Sebelum memilih niche, jawab empat pertanyaan:
Siapa yang akan dilayani?
Masalah apa yang cukup penting untuk diselesaikan?
Mengapa pendekatan brand berbeda?
Apakah perbedaan itu dapat dibuktikan melalui produk?
Setelah jawabannya jelas, PT Cedefindo dapat membantu menerjemahkan strategi tersebut menjadi produk kosmetik yang realistis untuk dikembangkan dan diproduksi.
FAQ
Apa perbedaan mass market dan premium cosmetic brand?
Mass market mengutamakan aksesibilitas, volume, dan nilai fungsional. Premium mengutamakan diferensiasi, persepsi kualitas, pengalaman, serta eksklusivitas.
Apa itu masstige beauty?
Masstige beauty adalah kosmetik yang menawarkan citra dan pengalaman mendekati premium dengan harga yang dapat dijangkau kelompok konsumen lebih luas.
Apakah brand baru lebih baik memilih niche?
Niche dapat membantu brand baru membangun relevansi dan diferensiasi dengan sumber daya terbatas. Namun, niche harus mempunyai permintaan dan kemungkinan ekspansi.
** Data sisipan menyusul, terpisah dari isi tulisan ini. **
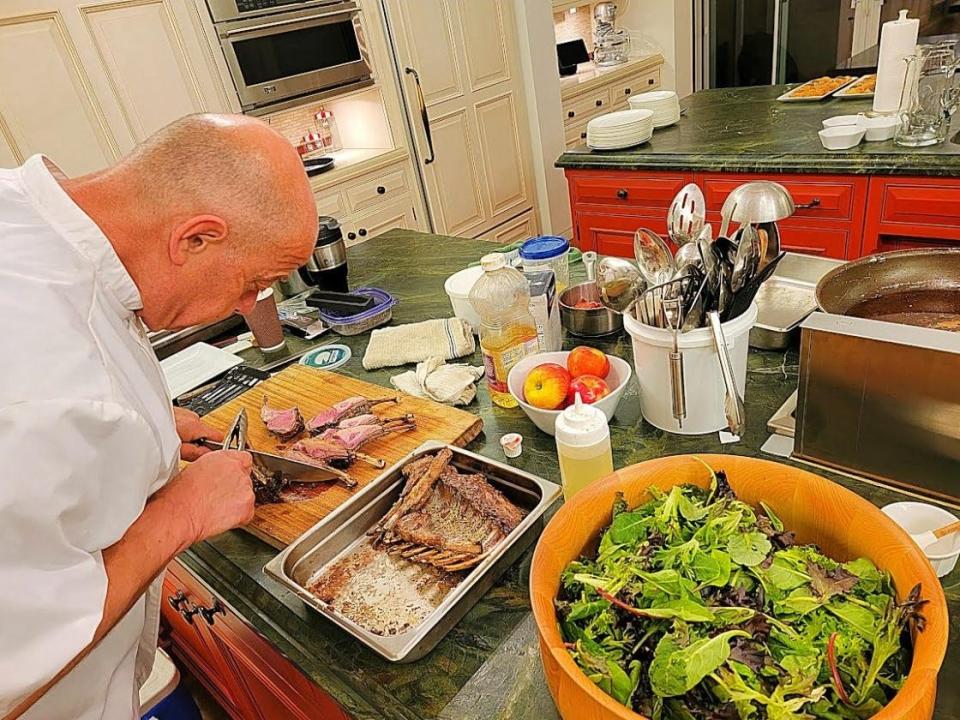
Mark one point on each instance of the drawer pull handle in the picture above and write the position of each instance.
(209, 614)
(177, 600)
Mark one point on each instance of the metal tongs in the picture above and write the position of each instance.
(267, 464)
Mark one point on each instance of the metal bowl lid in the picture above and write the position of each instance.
(544, 247)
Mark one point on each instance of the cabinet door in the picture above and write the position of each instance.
(477, 158)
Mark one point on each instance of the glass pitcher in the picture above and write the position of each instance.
(930, 95)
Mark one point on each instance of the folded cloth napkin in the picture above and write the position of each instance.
(435, 380)
(448, 339)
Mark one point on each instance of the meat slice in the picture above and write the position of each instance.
(285, 424)
(484, 498)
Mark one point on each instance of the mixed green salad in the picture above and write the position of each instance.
(701, 607)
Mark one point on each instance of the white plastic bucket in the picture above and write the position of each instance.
(705, 391)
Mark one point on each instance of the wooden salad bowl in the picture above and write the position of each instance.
(842, 523)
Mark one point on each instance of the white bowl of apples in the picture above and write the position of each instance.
(545, 383)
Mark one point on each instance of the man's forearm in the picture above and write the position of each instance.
(156, 537)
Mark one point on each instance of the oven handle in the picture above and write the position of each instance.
(423, 115)
(289, 21)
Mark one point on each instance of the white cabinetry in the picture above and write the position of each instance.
(84, 82)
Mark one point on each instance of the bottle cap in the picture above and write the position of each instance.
(581, 424)
(493, 261)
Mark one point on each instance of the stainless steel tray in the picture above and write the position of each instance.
(336, 535)
(787, 298)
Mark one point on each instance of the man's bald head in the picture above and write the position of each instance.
(204, 214)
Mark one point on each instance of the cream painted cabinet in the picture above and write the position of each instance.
(461, 79)
(84, 82)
Apakah niche sama dengan jenis produk?
Tidak. Jenis produk dapat berupa serum atau moisturizer. Niche merupakan kombinasi target konsumen, masalah khusus, konteks penggunaan, dan pendekatan brand.
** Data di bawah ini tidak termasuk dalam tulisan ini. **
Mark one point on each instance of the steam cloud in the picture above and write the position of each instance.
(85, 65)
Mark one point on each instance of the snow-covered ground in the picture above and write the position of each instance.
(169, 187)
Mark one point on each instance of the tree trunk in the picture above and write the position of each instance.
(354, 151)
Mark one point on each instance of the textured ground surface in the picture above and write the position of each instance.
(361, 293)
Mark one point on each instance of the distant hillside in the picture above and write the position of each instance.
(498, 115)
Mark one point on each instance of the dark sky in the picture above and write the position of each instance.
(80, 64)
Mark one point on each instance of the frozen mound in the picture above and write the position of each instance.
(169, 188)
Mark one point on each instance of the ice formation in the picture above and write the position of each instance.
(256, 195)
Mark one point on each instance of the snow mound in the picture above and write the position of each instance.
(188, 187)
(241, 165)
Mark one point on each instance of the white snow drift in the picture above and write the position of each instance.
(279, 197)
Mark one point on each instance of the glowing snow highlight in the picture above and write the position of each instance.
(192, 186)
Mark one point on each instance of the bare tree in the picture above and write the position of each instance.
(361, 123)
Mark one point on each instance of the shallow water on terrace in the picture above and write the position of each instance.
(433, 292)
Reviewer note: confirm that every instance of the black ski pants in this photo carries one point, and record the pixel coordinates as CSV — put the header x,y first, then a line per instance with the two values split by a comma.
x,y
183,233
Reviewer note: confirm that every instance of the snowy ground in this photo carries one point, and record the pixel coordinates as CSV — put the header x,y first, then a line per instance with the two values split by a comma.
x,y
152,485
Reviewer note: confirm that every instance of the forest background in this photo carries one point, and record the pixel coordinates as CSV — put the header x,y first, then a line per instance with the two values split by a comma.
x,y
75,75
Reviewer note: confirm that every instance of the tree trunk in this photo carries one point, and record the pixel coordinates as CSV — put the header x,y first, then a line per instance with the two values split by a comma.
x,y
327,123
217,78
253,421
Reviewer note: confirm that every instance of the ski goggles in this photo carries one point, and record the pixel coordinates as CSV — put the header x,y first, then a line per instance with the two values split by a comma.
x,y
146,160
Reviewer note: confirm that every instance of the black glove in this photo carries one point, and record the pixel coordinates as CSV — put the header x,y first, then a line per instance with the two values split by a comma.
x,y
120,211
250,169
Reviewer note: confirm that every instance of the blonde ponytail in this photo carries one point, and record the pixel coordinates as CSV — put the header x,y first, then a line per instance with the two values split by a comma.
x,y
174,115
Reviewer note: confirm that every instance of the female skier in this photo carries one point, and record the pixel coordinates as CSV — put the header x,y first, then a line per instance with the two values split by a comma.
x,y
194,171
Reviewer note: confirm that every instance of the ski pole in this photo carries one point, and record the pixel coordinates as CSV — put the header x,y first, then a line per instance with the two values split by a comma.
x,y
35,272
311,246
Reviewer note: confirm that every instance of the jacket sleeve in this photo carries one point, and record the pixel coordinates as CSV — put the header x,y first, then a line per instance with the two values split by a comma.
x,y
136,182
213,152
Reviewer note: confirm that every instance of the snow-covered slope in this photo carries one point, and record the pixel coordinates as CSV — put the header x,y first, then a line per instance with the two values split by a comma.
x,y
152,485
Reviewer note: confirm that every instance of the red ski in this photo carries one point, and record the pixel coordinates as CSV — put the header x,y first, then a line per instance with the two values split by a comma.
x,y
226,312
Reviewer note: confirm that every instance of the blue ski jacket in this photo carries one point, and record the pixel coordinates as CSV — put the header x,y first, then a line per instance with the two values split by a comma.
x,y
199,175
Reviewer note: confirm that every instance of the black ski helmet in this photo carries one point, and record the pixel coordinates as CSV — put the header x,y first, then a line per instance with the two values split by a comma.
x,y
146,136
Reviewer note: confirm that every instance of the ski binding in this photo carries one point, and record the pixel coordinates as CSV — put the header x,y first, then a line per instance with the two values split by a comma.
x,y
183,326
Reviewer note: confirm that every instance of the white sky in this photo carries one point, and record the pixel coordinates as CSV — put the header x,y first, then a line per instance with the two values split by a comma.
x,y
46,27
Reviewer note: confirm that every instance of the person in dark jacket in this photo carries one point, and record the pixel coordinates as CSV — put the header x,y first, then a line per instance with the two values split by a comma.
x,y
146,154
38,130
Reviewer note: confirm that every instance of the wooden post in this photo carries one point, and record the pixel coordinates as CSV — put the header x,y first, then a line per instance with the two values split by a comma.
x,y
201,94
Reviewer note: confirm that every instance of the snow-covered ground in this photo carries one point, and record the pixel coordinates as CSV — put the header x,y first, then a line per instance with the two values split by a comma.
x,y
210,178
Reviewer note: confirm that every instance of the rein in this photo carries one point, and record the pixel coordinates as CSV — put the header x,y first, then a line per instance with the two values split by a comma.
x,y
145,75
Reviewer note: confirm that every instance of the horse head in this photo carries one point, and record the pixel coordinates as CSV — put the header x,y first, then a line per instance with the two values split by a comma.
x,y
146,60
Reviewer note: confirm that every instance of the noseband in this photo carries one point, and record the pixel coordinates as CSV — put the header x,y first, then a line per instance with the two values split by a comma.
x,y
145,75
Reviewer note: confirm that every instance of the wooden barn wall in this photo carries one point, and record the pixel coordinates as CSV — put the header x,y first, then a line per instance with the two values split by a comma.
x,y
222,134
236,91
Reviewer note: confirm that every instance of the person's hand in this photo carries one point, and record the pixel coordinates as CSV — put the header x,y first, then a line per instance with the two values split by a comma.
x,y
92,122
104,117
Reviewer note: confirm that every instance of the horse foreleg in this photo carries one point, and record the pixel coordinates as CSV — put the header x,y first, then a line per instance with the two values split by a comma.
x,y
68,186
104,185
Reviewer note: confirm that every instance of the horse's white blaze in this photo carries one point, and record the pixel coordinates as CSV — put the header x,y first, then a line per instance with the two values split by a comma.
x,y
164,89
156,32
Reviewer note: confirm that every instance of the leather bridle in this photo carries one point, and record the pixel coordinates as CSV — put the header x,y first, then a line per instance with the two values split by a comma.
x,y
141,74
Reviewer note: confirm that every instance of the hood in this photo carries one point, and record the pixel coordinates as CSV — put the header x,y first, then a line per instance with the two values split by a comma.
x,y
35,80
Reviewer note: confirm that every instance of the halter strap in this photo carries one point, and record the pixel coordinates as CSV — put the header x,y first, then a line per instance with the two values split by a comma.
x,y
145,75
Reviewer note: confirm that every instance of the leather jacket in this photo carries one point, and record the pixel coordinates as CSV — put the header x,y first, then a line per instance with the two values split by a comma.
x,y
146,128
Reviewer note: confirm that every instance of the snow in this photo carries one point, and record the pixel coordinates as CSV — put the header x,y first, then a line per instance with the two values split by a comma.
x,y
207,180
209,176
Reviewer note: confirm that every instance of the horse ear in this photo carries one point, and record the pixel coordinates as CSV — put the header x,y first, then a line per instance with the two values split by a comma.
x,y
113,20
Apakah produk mahal otomatis premium?
Tidak. Posisi premium harus didukung formula, sensori, kemasan, komunikasi, distribusi, pelayanan, dan reputasi yang konsisten.
Apakah Cedefindo dapat membantu mengembangkan produk untuk berbagai segmen?
Cedefindo memiliki kemampuan pengembangan berbagai kategori kosmetik. Kelayakan konsep, spesifikasi, jumlah produksi, biaya, dan cakupan layanan perlu dibahas berdasarkan kebutuhan setiap proyek.